Pibarot and Dumesnil have evaluated many prostheses for the presence of mismatch [6,7].  They have clearly shown that natural aortic valve replacement options fare distinctly more favorably in patients with small aortic annuluses (Slide 11). Importantly, they have demonstrated that these differences are more pronounced when the patients are exercised.  The pulmonary autograft fares the best, followed by the aortic homograft and the stentless heterograft.  Some of the differences in the natural valve group may be related to the implant technique employed.  Most homografts and autografts were implanted using a free-standing root replacement technique, while most stentless heterografts were implanted as a sub-coronary implant.  We have found the root replacement technique reliable and can be performed with similar morbidity and mortality rates as a valve replacement [8].  Technique involves mobilizing the coronary arteries on buttons of aortic wall and removing excess sinus aorta.  The proximal suture line is accomplished with 28-32 simple interrupted 3-0 braided polyester sutures.  Coronary buttons are reattached with 5-0 polypropylene continuous suture and aortic continuity is re-established with a continuous 5-0 polypropylene suture (Slide 12-16).
Slide 12 | Play video

Slide 13 | Play video

Slide 14 | Play video
Slide 15a | Play video
Slide 15b | Play video

Slide 16 | Play video

Slide 17 | Play video

The armamentarium of natural valve substitutes available to the cardiac surgeon today make the Manougian operation and the Konno operation in the adult patient, with a small aortic annulus, an antiquated procedure.  Use of these valve substitutes will give larger EOAs, lower postoperative gradients, and more hemodynamically efficient laminar flow patterns than will upsizing with an aortic annular enlarging procedure. The most hemodynamically efficient way to implant a natural valve (stentless heterograft, cryopreserved aortic allograft, or a pulmonary autograft) is to use a free standing total aortic root replacement.  A stentless heterograft should be selected one size larger than the size of the left ventricular outflow tract.  When this is done, all the blood flow from the left ventricle sees is aortic valve leaflets and thus there is no impedance to flow (Slide 17).
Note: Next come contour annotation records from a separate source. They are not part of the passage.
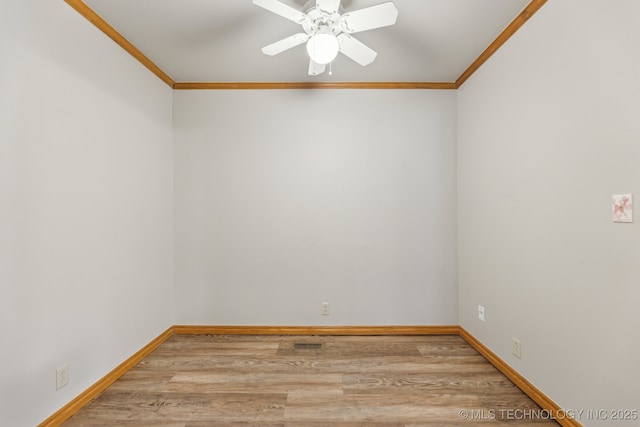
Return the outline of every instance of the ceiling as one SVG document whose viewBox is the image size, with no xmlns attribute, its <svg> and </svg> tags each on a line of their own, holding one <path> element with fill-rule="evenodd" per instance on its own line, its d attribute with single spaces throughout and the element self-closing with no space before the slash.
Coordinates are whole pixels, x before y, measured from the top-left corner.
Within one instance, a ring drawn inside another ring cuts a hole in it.
<svg viewBox="0 0 640 427">
<path fill-rule="evenodd" d="M 338 55 L 333 74 L 319 76 L 307 74 L 304 45 L 276 56 L 262 53 L 263 46 L 301 27 L 252 0 L 66 1 L 174 87 L 255 82 L 457 87 L 546 0 L 392 0 L 398 9 L 395 25 L 354 34 L 378 53 L 375 61 L 362 67 Z M 281 1 L 298 10 L 307 2 Z M 385 1 L 342 0 L 342 5 L 346 13 Z"/>
</svg>

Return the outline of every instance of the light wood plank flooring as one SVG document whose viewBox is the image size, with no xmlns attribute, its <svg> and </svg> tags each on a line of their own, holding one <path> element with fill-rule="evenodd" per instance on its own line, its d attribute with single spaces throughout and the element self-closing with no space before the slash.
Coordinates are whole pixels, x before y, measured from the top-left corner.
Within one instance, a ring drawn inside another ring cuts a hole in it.
<svg viewBox="0 0 640 427">
<path fill-rule="evenodd" d="M 459 336 L 174 335 L 63 425 L 557 425 L 537 410 Z"/>
</svg>

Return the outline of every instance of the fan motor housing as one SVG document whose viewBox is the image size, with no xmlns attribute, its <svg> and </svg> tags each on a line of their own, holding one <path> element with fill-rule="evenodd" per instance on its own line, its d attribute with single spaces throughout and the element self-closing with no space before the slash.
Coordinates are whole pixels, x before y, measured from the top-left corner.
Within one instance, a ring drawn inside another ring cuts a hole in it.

In summary, PPM can largely be avoided today with a good preoperative strategy.  Eliminating PPM postoperatively will improve postoperative morbidity and mortality, particularly in patients with severe mismatch and/or depressed left ventricular performance.  If PPM is anticipated by preoperative predictions with a standard valve substitute, a natural valve substitute should be selected.  After one makes certain there are no obstructing lesions in the left ventricular outflow tract, an additional aortic annular enlarging procedure should not be necessary. Hemodynamic performance is best optimized by using a natural valve substitute (stentless heterograft, cryopreserved aortic allograft, pulmonary autograft) implanted with a total root replacement technique.